Die Klägerin fuhr im Jahr 2011 mit ihrem Fahrrad auf dem Weg zur Arbeit auf einer innerstädtischen Straße. Sie trug keinen Fahrradhelm. Am rechten Fahrbahnrand parkte ein Pkw. Die Fahrerin des Pkw öffnete unmittelbar vor der sich nähernden Radfahrerin von innen die Fahrertür, sodass die Klägerin nicht mehr ausweichen konnte, gegen die Fahrertür fuhr und zu Boden stürzte. Sie fiel auf den Hinterkopf und zog sich schwere Schädel-Hirnverletzungen zu, zu deren Ausmaß das Nichttragen eines Fahrradhelms beigetragen hatte. Die Klägerin nimmt die Pkw-Fahrerin und deren Haftpflichtversicherer auf Schadenersatz in Anspruch. Das Oberlandesgericht hat der Klägerin ein Mitverschulden von 20 Prozent angelastet, weil sie keinen Schutzhelm getragen und damit Schutzmaßnahmen zu ihrer eigenen Sicherheit unterlassen habe.

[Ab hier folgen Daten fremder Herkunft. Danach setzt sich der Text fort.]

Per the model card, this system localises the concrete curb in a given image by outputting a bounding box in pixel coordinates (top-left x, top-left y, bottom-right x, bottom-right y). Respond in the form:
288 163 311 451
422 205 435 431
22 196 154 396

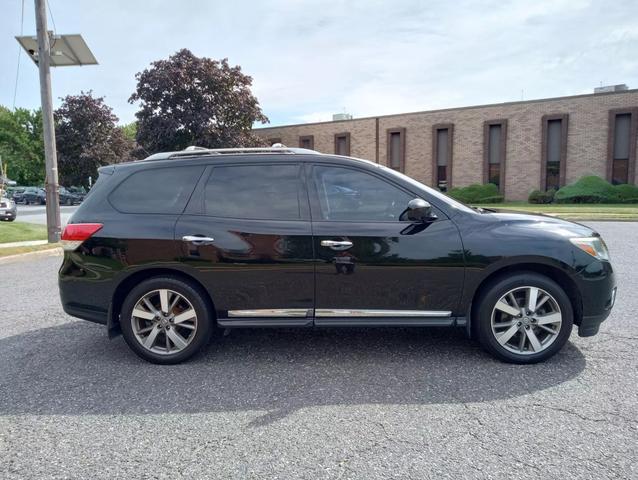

Der BGH hat das Berufungsurteil aufgehoben und der Klage in vollem Umfang stattgegeben. Das Nichttragen eines Fahrradhelms führe nicht zu einer Anspruchskürzung wegen Mitverschuldens. Für Radfahrer sei das Tragen eines Schutzhelms nicht vorgeschrieben. Zwar könne einem Geschädigten auch ohne einen Verstoß gegen Vorschriften haftungsrechtlich ein Mitverschulden anzulasten sein, wenn er diejenige Sorgfalt außer acht lässt, die ein ordentlicher und verständiger Mensch zur Vermeidung eigenen Schadens anzuwenden pflegt. Dies wäre hier zu bejahen, wenn das Tragen von Schutzhelmen zur Unfallzeit nach allgemeinem Verkehrsbewusstsein zum eigenen Schutz erforderlich und zumutbar gewesen wäre. Ein solches Verkehrsbewusstsein habe es jedoch zum Zeitpunkt des Unfalls der Klägerin noch nicht gegeben. Nach repräsentativen Verkehrsbeobachtungen der Bundesanstalt für Straßenwesen hätten im Jahr 2011 innerorts nur elf Prozent der Fahrradfahrer einen Schutzhelm getragen.